Standing NATO Maritime Group One departed Rostock, Germany after completing a scheduled port visit last week.
While in Rostock, say NATO, sailors were able to take a break from operations and enjoy some time off the ship, visiting local areas, taking tours and hosting a reception aboard SNMG1 ship, Polish frigate ORP General Kazimierz Pulaski.
In port, SNMG1 hosted a reception which included distinguished visitors and local military from the area in the hangar aboard ORP General Kazimierz Pulaski.
“One of the missions of SNMG1 is to strengthen the relationships we have among our NATO allies and partners,” said Lt. Lyndsi Gutierrez, SNMG1 public affairs officer.
“One of the many ways we accomplish that mission is through regularly scheduled port calls and engagements with our host nations, like this visit to Rostock.”

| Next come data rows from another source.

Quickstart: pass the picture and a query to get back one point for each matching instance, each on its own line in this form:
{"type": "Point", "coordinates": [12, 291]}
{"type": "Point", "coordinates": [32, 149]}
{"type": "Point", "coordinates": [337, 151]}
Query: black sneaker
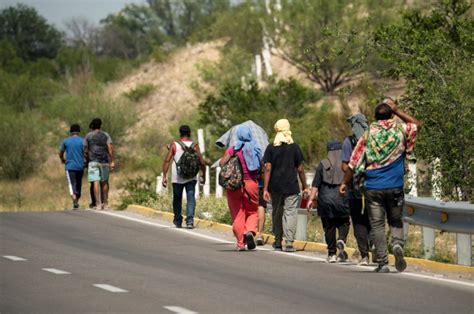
{"type": "Point", "coordinates": [400, 263]}
{"type": "Point", "coordinates": [342, 255]}
{"type": "Point", "coordinates": [250, 240]}
{"type": "Point", "coordinates": [382, 268]}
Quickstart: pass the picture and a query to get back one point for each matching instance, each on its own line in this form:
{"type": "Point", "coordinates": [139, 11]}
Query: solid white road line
{"type": "Point", "coordinates": [56, 271]}
{"type": "Point", "coordinates": [294, 255]}
{"type": "Point", "coordinates": [15, 258]}
{"type": "Point", "coordinates": [109, 288]}
{"type": "Point", "coordinates": [189, 232]}
{"type": "Point", "coordinates": [179, 310]}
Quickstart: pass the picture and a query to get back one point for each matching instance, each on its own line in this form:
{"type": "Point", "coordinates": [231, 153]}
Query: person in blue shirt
{"type": "Point", "coordinates": [71, 154]}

During the reception Rear Adm. Edward Cashman, Commander of SNMG 1, spoke to the guests about the reason of NATO’s visit to Rostock.
“Rostock has a long history of being a maritime city. Even today the sea plays an important role in trade and prosperity. The sea is not a barrier that divides people and places; it’s a freeway, a great global common that connects them. The security of that global common is a primary mission of NATO, the Allied Maritime Command, and of SNMG1.”
SNMG1 is currently composed of the U.S. flagship guided-missile destroyer USS Gravely, the German navy replenishment tanker FGS Spessart, and the Polish guided-missile frigate ORP General K. Pulaski and is one of four standing maritime task groups composed of ships from various Allied countries.
These task groups form the core maritime capability of NATO’s Very High Readiness Joint Task Force (VJTF). They provide a continuous maritime capability to execute NATO missions across the spectrum of operations.